Playing video games can improve motility after a cerebral infarction

Playing video games can improve motility after a cerebral infarction
Using ‘mapping’ performed with magnetic resonance, identified the affected part and the type and size of the lesion

New research reveals that motility issues following a cerebral infarction can be improved by a type of cognitive training which includes video games.

The study, conducted by Basque Center on Cognition, Brain and Language (BCBL), Spain, and London Imperial College, UK, took place over three years and looked at 167 patients with brain injuries, such as a cerebral infarction, to see if combining certain types of physiotherapies is a more viable treatment.

The researchers accurately analysed the architecture of brain injuries in stroke patients and, as a result, better understood the motility problems from which patients with cerebral infarction suffer.

Exploring the extent of brain injury

By using ‘mapping’ performed with magnetic resonance, the scientists identified the affected part and the type and size of the lesion, then analysed the connectivity between the different areas of the brain.

This was followed by subjecting the patients to various motor tasks, some simple like grabbing an object with force.

Researchers found that these tasks were impaired in those patients who had injuries in the area of the brain involved in attention.

A new therapeutic pathway

Victims of cerebral infarction that lose a part of the mobility of their body traditionally undergo physiotherapy treatments, while patients suffering from learning or memory difficulties are given therapies based on the training of attention.

The study has opened the door to a new therapeutic pathway which complements the physical treatments received by these patients with therapies to overcome attention deficit disorders, such as using video games.

BCBL expert David Soto said: “Patients with brain injuries in attention control areas also suffer motility control problems, even when the movement required by the task is very simple.”

Knowing how the brain controls and moves

Soto explained that before the study it was thought that the control of movement and the attention control aspect were “different systems” with little relation to each other and so treatments developed for patients with cognitive injuries could not serve those with mobility problems.

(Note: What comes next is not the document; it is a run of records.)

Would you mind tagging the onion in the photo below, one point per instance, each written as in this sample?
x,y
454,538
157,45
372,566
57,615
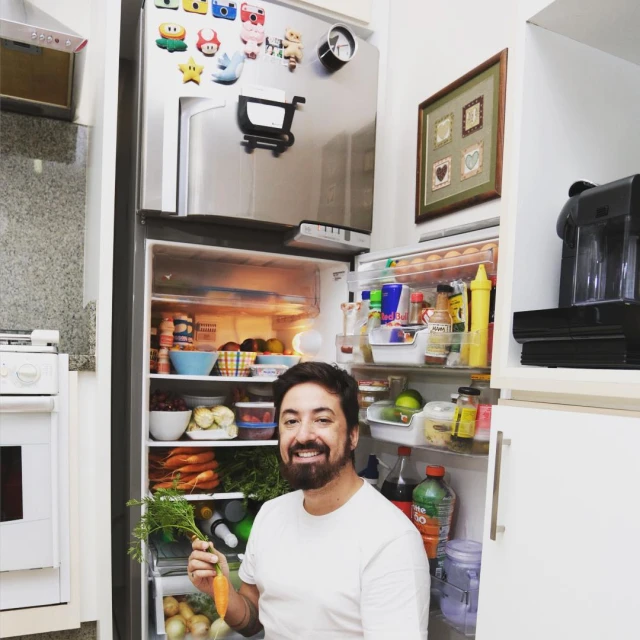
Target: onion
x,y
199,626
176,628
170,606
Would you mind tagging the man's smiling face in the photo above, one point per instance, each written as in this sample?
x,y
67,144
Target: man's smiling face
x,y
315,441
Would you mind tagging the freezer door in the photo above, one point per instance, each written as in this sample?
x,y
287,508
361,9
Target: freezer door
x,y
194,158
560,557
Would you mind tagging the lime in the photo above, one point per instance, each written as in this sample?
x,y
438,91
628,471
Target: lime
x,y
410,399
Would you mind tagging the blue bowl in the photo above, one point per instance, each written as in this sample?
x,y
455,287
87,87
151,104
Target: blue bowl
x,y
193,363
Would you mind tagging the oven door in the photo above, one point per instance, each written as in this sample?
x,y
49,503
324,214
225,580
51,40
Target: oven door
x,y
29,527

The findings of this research, however, have shown otherwise.

Soto concluded: “We have to know first how our brain controls and moves to design effective therapeutic tools for stroke patients and specific therapies for each individual depending on where the injury has occurred.”

The next phase is a clinical trial involving patients suffering from motor skills disorders due to a stroke. Patients will be split into two groups: one will have physiotherapy and the other complementary cognitive training.

The study was published in the PNAS journal.